En ce qui concerne la dette en roupies qui s'est accumulée pendant les années de la transformation de l'économie planifiée russe en économie de marché, Moscou et New Delhi sont déjà tombées d'accord pour en employer une première partie, à hauteur de 1 milliard de dollars, à financer des projets d'investissement conjoints à réaliser sur le territoire de l'Inde.
Mikhaïl Fradkov a même annoncé préalablement les projets dans lesquels ce milliard pourrait être investi. Il s'agit de la coproduction de dioxyde de titane, de la création d'un Centre de maintenance d'avions russes, de la construction d'aéroports et d'autoroutes. De vastes perspectives s'ouvrent aussi en matière de coopération dans l'aérospatiale et l'industrie de l'énergie atomique.
D'autre part, une société russe pourrait faire l'acquisition des droits d'opérateur de télécommunications cellulaires en Inde, a annoncé le premier ministre russe.
Les deux parties ne se sont pourtant pas entendues sur un accord. Selon une source officielle, Moscou n'accepterait pas les conditions avancées par l'Inde qui demande de verser 2% du montant du marché à la Banque de réserve indienne. D'autre part, Moscou juge inacceptable de décréter un moratoire triennal sur la vente d'actifs achetés avec la dette en roupies et propose de signer un accord sur toute la somme de la dette qui s'élève à 3 milliards de dollars environ.
"Nous étudions la possibilité de diversifier la nomenclature des produits qu'il serait possible d'acheter avec la dette en roupies", a déclaré Mikhaïl Fradkov, lors de la conférence de presse.
Jusqu'à présent nous avons consenti à acheter un ensemble limité de produits: du riz, du thé et des biens de consommation courante.
En ce qui concerne les milieux d'affaires indiens, ils mettent l'obtention du visa russe en tête de la liste des problèmes qui retardent les investissements. "Le problème numéro un est d'obtenir un visa pour la Russie. Le problème numéro deux est d'obtenir un visa pour un deuxième voyage", affirment en plaisantant les hommes d'affaires indiens.
"Comment est-il possible d'augmenter les investissements quand l'accès d'un des pays reste physiquement limité? Nous comprenons les problèmes de la Russie. Ils sont les mêmes pour l'Inde: menace terroriste, migration illégale. Mais si les formalités ne sont pas facilitées pour les hommes d'affaires, il est inutile de parler d'une hausse des échanges commerciaux", a expliqué à RIA Novosti Amar Oberoi, vice-président de Monnet International Ltd.
Moscou et New Delhi se sont fixé pour objectif de porter leurs échanges commerciaux à 10 milliards de dollars d'ici cinq ans.

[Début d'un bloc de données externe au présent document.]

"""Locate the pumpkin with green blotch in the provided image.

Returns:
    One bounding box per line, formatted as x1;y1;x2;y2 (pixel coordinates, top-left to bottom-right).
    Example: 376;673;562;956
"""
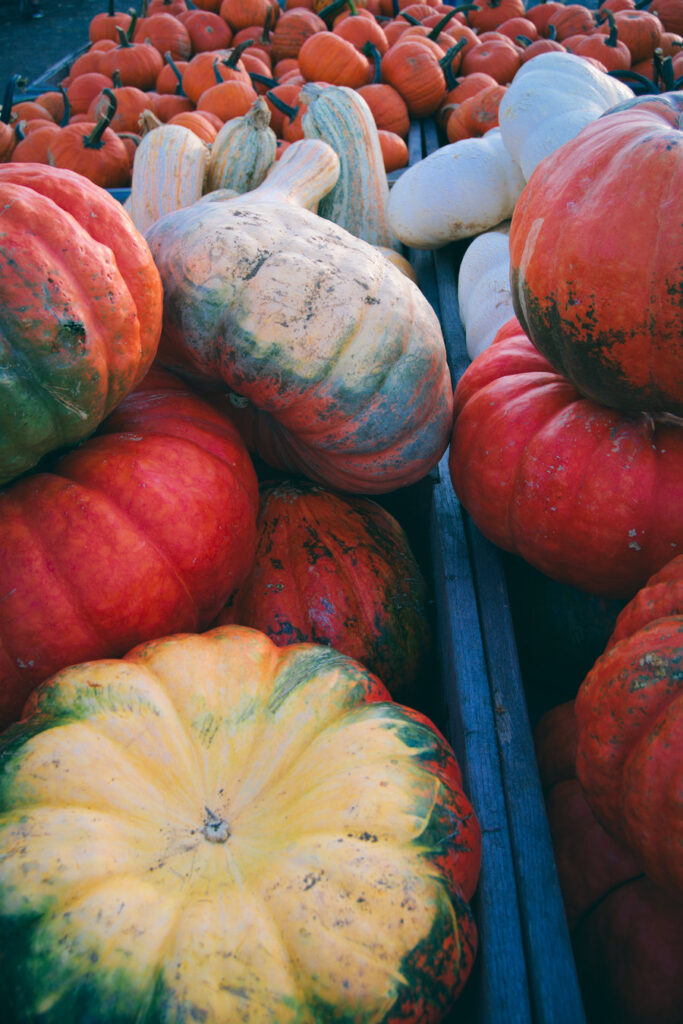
0;162;163;486
217;479;432;701
0;626;481;1024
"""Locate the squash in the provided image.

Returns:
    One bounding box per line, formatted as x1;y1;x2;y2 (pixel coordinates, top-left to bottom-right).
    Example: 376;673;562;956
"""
207;95;277;194
301;82;401;250
386;127;526;249
0;626;482;1023
0;368;259;729
127;114;211;234
448;318;683;599
509;91;683;416
146;138;454;494
456;220;515;360
217;479;432;700
0;161;162;486
575;554;683;897
535;700;683;1024
497;51;633;180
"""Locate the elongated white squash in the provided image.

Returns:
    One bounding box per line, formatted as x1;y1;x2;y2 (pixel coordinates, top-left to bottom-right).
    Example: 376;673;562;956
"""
207;97;277;195
457;222;515;360
301;83;401;251
387;128;525;250
128;118;210;234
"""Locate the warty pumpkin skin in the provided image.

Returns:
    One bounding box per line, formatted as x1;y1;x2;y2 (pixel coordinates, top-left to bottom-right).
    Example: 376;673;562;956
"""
146;139;454;494
0;162;163;486
0;369;259;730
509;92;683;416
448;318;683;599
575;554;683;897
0;626;481;1024
218;479;432;700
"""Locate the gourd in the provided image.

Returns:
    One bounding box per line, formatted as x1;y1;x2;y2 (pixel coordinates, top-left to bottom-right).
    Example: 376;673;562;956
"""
509;91;683;416
127;114;211;234
386;128;526;249
301;82;401;250
575;554;683;897
457;221;515;359
0;368;259;729
448;318;683;599
206;95;277;193
218;479;432;700
497;51;633;180
146;139;454;494
0;626;482;1023
0;162;162;486
535;700;683;1024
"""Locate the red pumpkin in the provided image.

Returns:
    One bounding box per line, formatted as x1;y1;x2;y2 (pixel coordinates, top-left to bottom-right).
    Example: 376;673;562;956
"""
0;161;162;484
218;479;431;700
0;368;259;729
575;554;683;897
535;700;683;1024
448;319;683;599
509;92;683;416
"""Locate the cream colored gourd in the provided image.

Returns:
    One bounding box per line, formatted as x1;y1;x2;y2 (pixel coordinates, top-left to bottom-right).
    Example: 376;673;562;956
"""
387;128;526;250
206;96;277;195
498;52;633;180
375;245;418;283
127;114;211;234
145;138;454;494
301;83;401;251
457;222;515;360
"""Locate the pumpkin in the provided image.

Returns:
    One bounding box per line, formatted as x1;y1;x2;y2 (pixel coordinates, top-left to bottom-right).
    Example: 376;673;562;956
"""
497;50;633;180
509;91;683;416
456;221;515;360
387;127;525;248
448;318;683;599
98;24;165;91
0;626;481;1023
217;479;432;700
146;139;454;494
575;555;683;897
0;369;259;729
535;699;683;1024
0;161;162;486
88;0;132;43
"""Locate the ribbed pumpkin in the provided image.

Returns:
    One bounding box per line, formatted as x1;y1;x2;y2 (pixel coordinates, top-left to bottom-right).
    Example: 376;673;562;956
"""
218;479;432;700
448;318;683;599
575;555;683;897
0;161;162;486
0;626;481;1024
509;91;683;416
0;369;259;729
146;139;454;494
207;95;277;193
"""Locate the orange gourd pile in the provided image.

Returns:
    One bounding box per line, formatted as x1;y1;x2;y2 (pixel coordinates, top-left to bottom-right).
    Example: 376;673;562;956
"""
3;0;676;184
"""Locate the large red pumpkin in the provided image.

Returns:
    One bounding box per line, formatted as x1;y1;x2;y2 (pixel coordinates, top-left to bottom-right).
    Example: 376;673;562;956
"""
0;368;259;729
575;554;683;897
448;318;683;599
0;163;162;485
217;479;432;700
535;700;683;1024
509;92;683;416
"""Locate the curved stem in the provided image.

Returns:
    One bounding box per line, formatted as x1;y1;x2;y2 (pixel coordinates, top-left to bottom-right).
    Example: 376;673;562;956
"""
440;38;468;90
164;51;186;95
59;84;70;126
226;38;254;67
1;75;23;124
428;6;477;38
249;71;279;89
653;49;674;91
112;67;123;88
599;9;619;47
265;89;298;122
362;40;382;84
607;68;659;93
83;87;118;147
399;11;421;24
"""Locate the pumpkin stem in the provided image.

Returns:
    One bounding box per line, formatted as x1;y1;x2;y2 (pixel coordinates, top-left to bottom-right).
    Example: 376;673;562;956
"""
107;0;115;15
653;48;674;91
515;34;533;47
596;8;619;47
112;68;123;88
226;38;254;67
116;22;134;47
1;74;24;124
138;107;162;134
249;71;279;89
547;23;557;40
318;0;357;23
399;11;422;24
59;84;70;126
439;38;468;89
164;51;187;95
607;67;659;93
83;87;118;147
362;40;382;84
265;89;298;122
14;120;26;143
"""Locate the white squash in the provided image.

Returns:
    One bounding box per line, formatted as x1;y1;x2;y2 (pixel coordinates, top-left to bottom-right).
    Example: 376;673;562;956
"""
127;119;210;234
457;222;515;361
386;128;526;250
497;52;633;180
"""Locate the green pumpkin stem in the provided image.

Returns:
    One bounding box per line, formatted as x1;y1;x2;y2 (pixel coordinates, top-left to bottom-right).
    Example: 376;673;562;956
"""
596;9;619;47
227;39;254;67
653;48;674;91
547;23;557;40
361;40;382;84
112;68;123;88
607;67;659;93
164;51;186;95
265;89;298;123
249;71;279;89
83;87;118;147
59;84;70;126
14;120;26;143
439;38;468;90
399;11;421;24
1;74;24;124
516;34;534;47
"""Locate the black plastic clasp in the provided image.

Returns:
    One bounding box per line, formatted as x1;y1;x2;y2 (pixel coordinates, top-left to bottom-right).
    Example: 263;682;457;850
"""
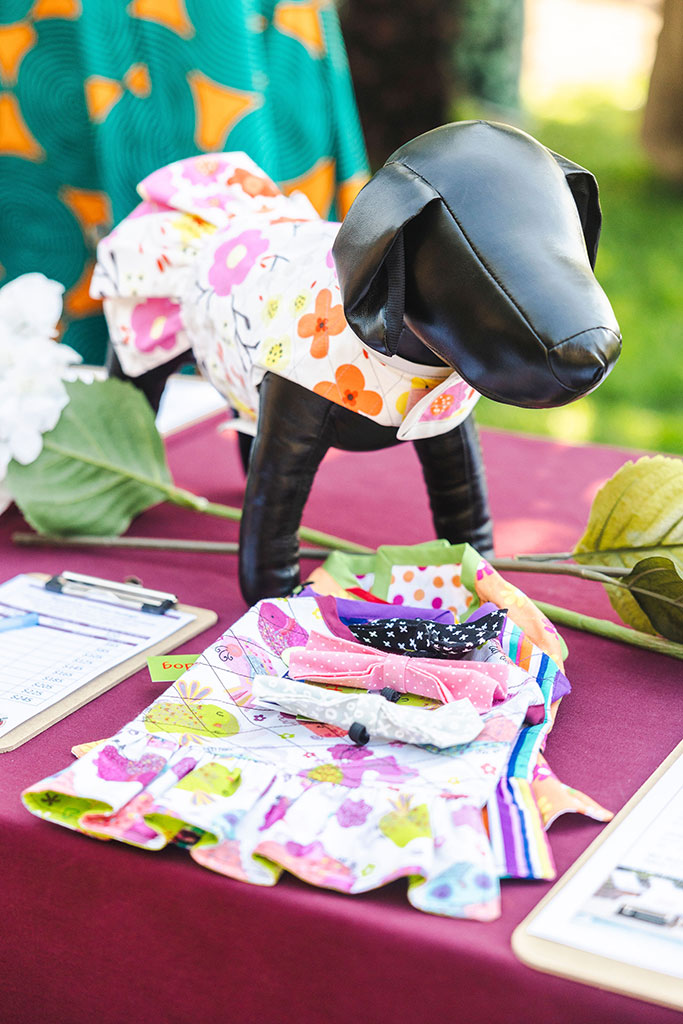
348;722;370;745
379;687;401;702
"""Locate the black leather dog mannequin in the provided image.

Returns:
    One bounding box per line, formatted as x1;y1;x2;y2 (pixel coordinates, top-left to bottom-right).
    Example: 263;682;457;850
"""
107;121;621;604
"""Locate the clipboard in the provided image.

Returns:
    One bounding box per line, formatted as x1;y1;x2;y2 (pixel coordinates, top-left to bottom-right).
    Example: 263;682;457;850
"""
0;571;217;753
512;738;683;1011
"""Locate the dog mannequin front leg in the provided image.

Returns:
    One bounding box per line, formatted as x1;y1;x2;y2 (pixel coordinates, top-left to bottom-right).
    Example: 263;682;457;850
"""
413;416;494;558
239;373;335;604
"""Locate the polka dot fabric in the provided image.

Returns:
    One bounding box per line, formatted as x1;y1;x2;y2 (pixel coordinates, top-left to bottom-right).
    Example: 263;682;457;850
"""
387;564;473;620
287;629;525;713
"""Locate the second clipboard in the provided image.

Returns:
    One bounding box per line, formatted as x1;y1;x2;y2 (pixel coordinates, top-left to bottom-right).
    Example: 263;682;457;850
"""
512;738;683;1012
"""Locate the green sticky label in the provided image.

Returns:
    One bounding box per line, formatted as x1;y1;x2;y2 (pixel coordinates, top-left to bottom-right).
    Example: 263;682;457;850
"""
147;654;200;681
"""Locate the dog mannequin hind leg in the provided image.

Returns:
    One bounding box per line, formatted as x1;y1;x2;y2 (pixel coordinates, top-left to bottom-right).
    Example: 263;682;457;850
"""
105;343;188;414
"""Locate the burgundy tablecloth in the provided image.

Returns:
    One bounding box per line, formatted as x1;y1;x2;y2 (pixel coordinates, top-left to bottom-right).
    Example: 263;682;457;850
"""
1;417;680;1024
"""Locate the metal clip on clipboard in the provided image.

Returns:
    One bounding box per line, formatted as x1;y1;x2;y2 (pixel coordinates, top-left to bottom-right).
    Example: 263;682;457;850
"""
45;571;177;614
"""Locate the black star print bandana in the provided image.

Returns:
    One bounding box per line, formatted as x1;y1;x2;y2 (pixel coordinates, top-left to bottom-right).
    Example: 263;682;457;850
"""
346;608;507;658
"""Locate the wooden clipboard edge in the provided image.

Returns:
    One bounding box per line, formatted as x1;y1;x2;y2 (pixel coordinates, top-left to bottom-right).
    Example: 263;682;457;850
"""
511;738;683;1011
0;575;218;753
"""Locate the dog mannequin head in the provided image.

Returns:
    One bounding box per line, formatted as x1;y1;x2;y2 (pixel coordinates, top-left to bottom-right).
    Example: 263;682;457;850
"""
333;120;621;408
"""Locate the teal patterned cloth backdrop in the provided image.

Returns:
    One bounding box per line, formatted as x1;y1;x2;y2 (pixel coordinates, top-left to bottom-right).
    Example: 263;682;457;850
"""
0;0;369;363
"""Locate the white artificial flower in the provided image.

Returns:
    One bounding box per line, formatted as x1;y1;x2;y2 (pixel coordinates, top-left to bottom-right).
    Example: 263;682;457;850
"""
0;272;65;342
0;273;82;514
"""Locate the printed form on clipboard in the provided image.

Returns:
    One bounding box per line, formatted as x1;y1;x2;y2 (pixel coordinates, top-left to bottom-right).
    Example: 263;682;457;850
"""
513;738;683;1011
0;572;216;752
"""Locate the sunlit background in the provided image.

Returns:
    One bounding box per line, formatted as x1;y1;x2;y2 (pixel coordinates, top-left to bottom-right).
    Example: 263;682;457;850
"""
470;0;682;455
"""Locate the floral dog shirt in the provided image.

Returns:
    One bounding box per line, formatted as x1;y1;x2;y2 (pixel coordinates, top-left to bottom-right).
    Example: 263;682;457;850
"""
90;153;481;440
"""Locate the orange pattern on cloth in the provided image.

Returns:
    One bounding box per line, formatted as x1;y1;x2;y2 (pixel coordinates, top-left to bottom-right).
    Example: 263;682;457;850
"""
313;364;383;416
298;288;346;359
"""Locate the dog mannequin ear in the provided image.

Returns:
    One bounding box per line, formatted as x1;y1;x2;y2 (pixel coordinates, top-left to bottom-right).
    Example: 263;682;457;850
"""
549;151;602;268
332;161;438;355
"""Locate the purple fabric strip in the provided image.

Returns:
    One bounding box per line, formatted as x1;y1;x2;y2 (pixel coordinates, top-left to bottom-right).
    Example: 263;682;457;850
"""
312;594;455;643
335;598;455;624
492;779;521;878
548;666;572;701
494;777;529;879
465;602;501;622
301;590;455;639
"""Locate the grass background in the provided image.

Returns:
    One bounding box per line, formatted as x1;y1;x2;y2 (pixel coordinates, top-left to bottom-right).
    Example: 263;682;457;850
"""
454;97;683;456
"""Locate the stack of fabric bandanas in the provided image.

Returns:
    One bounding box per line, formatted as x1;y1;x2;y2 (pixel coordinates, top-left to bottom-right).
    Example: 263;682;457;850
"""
22;541;612;921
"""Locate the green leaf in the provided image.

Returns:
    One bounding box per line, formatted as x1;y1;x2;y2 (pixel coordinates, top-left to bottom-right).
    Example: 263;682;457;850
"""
574;455;683;633
621;557;683;643
7;378;173;536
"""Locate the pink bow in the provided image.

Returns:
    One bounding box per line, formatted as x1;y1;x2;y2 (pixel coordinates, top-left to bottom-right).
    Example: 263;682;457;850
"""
288;632;509;712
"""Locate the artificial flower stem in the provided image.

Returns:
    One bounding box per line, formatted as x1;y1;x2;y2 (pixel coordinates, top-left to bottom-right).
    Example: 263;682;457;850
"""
490;558;627;579
533;599;683;660
491;558;683;613
42;438;371;554
516;543;683;561
11;531;335;560
174;493;372;552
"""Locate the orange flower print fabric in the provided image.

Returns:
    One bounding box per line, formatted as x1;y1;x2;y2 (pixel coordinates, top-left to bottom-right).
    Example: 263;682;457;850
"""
227;168;280;198
314;364;383;416
474;558;568;668
93;153;482;441
297;288;346;359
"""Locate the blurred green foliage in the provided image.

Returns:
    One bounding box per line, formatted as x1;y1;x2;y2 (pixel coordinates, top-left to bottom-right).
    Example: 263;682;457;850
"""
465;101;683;454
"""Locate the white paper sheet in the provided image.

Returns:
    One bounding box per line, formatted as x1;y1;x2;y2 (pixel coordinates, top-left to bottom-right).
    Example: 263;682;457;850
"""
0;574;196;742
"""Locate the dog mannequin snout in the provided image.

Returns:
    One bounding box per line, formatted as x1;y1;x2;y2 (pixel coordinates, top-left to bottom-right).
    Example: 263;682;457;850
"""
548;326;622;399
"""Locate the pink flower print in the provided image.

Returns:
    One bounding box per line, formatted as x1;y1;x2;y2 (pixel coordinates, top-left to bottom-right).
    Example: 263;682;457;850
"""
259;795;291;831
172;757;198;779
191;194;227;212
336;798;372;828
208;230;269;296
130;297;182;353
140;164;177;206
181;155;228;186
476;559;495;582
532;758;554;782
426;392;454;420
328;743;372;762
94;745;165;786
423;381;473;422
128;199;170;220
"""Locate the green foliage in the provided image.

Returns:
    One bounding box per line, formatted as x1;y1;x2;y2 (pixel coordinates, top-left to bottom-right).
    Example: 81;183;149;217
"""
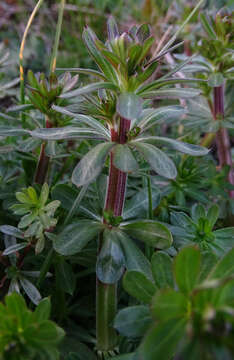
170;203;234;255
0;293;64;360
10;183;60;254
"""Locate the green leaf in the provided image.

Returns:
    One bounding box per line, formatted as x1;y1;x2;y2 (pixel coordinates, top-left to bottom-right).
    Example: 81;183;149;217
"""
34;297;51;321
114;305;151;337
138;136;209;156
123;270;157;303
113;144;139;173
151;251;174;289
139;88;200;99
51;184;78;211
0;126;30;136
39;183;49;206
133;142;177;179
191;203;206;222
31;127;106;141
0;225;24;239
52;105;110;138
137;105;185;129
57;67;107;80
208;247;234;280
123;187;161;220
199;251;217;282
152;289;188;321
139;318;186;360
174;246;201;295
213;227;234;239
60;82;118;99
3;242;28;256
117;231;152;279
136;24;151;43
18;213;37;229
208;73;224;87
117;93;143;120
19;277;42;305
107;16;119;41
200;13;217;40
96;229;125;284
83;27;118;83
122;220;172;249
55;261;76;295
53;220;103;256
72;142;115;187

A l'heure actuelle, Moscou évalue le chiffre d'affaires du commerce avec l'Inde à 3 milliards de dollars et l'Inde à 2 milliards.
Cette différence de chiffres statistiques a également été relevée par le premier ministre russe lors de la rencontre avec les représentants des milieux d'affaires indiens. "Cela prouve que nous n'accordons pas l'attention nécessaire à ce problème", a-t-il déclaré.